Any establishment that uses a third-party home-sharing listing service to do its invoices will have to collect the tax, council ruled. The city could receive up to $300,000 a year from Airbnb.
However, bed-and-breakfasts will be eligible to apply for an exemption if the establishment is owned and operated by the property owner and is classified in the residential property tax class.
The ruling comes a week after B&B owners urged the finance and economic development committee to spare them from the tax, which they argued would be too much of an administrative burden for small operations. They also said they would receive little benefit from the marketing efforts the new revenue is designed to fund.
The accommodation tax, which is expected to be implemented on Jan. 1, will replace the voluntary three per cent “destination marketing fee” that expires at the end of the year.

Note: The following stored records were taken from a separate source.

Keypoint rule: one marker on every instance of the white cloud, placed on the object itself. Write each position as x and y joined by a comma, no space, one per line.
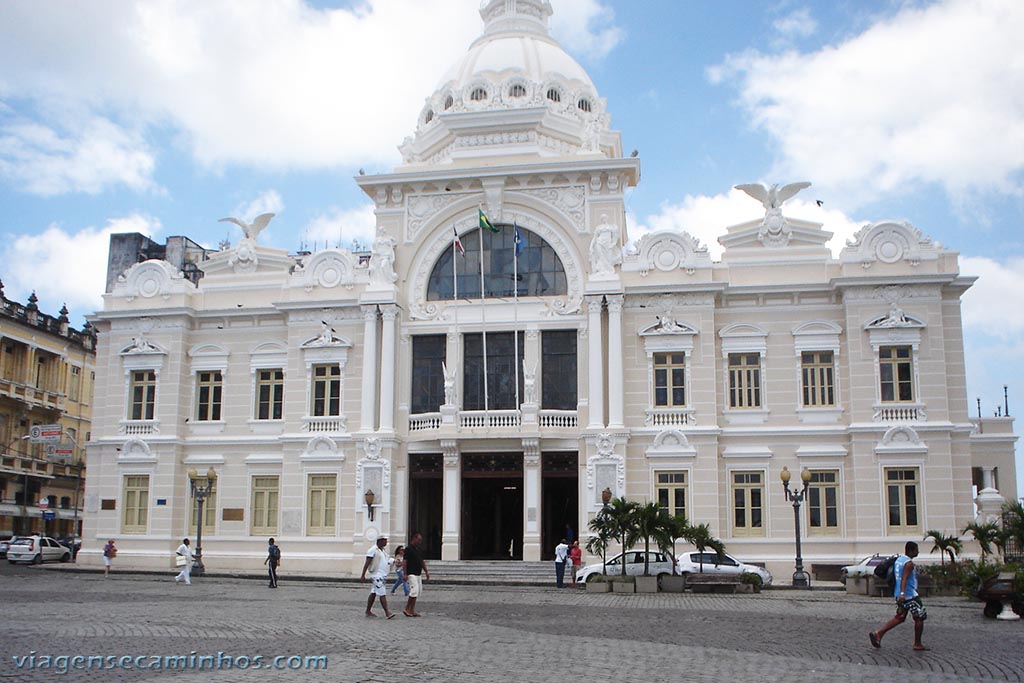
289,86
930,95
707,218
41,160
987,305
66,266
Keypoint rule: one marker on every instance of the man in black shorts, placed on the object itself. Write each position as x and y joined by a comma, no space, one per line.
414,567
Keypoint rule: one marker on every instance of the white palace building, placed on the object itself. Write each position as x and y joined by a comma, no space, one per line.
339,397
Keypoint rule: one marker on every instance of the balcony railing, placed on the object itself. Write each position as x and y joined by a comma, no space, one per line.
325,425
670,417
899,413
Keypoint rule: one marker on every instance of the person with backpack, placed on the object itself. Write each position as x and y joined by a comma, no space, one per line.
907,600
377,564
272,561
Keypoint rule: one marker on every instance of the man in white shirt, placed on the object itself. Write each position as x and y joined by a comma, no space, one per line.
561,552
377,564
184,550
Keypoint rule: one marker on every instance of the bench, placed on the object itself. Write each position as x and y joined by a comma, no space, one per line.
713,583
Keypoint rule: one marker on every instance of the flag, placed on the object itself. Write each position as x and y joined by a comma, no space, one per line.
485,222
458,243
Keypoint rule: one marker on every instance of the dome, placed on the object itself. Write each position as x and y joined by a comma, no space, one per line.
517,78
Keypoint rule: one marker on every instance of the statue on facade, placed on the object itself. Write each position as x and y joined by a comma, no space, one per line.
382,260
450,378
605,253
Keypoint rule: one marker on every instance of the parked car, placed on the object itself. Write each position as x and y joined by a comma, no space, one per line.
715,563
37,549
659,563
865,567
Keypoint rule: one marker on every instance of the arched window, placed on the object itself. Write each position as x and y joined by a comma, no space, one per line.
537,270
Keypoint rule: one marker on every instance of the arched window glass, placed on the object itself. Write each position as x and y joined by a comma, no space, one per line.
538,270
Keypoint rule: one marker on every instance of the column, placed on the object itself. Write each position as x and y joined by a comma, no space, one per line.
595,359
616,382
452,509
389,313
368,410
531,500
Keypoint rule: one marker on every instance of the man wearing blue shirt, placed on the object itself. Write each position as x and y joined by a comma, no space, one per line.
907,600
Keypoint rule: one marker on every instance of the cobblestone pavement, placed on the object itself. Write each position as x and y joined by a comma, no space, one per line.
481,635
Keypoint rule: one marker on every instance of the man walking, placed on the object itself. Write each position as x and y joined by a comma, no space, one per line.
414,567
561,553
907,600
184,550
377,565
272,561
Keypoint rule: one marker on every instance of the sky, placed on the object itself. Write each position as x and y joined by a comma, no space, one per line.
162,117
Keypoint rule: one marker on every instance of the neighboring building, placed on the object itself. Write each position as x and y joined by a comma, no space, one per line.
336,399
47,372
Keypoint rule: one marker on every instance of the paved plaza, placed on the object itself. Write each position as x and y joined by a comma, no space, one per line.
479,634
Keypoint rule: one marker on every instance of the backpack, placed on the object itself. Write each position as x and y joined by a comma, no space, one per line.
887,568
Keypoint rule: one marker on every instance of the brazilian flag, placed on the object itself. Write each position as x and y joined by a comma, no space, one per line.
485,222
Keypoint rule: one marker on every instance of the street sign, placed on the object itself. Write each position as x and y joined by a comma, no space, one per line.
45,434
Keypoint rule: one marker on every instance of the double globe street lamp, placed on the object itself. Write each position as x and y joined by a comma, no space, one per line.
800,578
202,487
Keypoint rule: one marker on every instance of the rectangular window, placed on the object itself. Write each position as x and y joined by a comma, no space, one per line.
327,390
143,394
670,379
558,370
744,380
428,373
671,492
902,499
136,504
818,371
209,389
822,503
269,394
264,506
209,508
503,371
322,497
748,504
896,374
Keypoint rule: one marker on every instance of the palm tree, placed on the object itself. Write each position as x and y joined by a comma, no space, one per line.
945,544
701,539
986,535
651,522
598,544
623,525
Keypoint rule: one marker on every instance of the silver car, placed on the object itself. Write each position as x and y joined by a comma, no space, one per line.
37,549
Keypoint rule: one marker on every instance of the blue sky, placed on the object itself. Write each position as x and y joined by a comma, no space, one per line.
163,117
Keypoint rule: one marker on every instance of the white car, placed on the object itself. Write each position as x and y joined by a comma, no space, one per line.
713,563
37,549
659,563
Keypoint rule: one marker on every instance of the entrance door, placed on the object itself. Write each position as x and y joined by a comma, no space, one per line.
492,507
426,502
560,502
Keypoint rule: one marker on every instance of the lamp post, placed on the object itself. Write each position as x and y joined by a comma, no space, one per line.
201,493
800,578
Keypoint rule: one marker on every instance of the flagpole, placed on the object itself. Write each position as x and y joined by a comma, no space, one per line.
483,321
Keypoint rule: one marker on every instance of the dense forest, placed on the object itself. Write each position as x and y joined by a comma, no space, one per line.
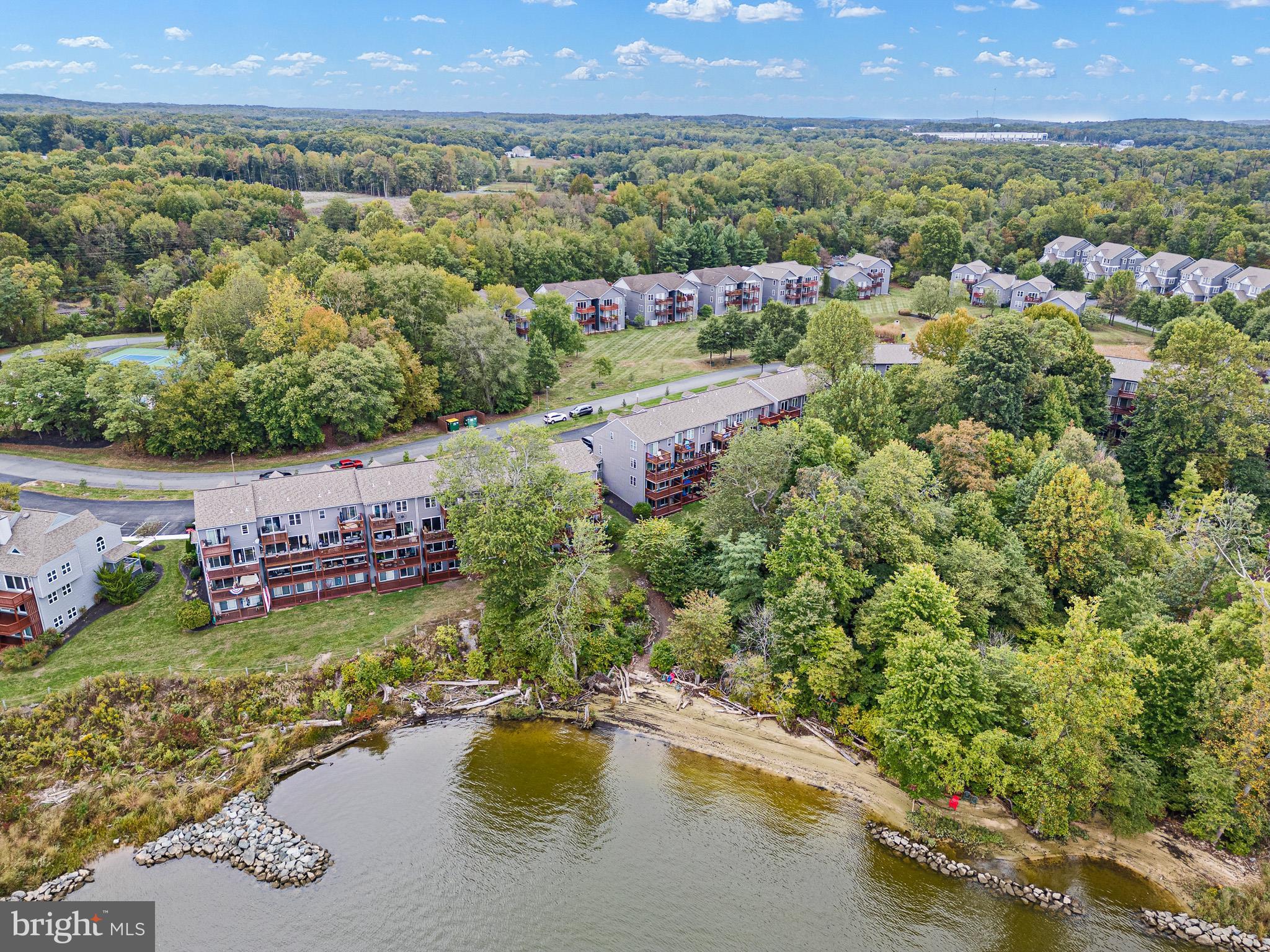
946,565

About half of Ottawa’s hotels representing 90 per cent of rooms currently charge the levy, which goes to the Ottawa Gatineau Hotel Association and funds Ottawa Tourism’s campaigns to attract visitors to the nation’s capital. The fee generates between $8 million and $9 million a year, and the city expects the new tax to raise about $12 million annually that will continue to go to Ottawa Tourism.
The province’s 2017 budget allows municipalities to collect a mandatory tax from any business that offers accommodations for consecutive nights under 30 days.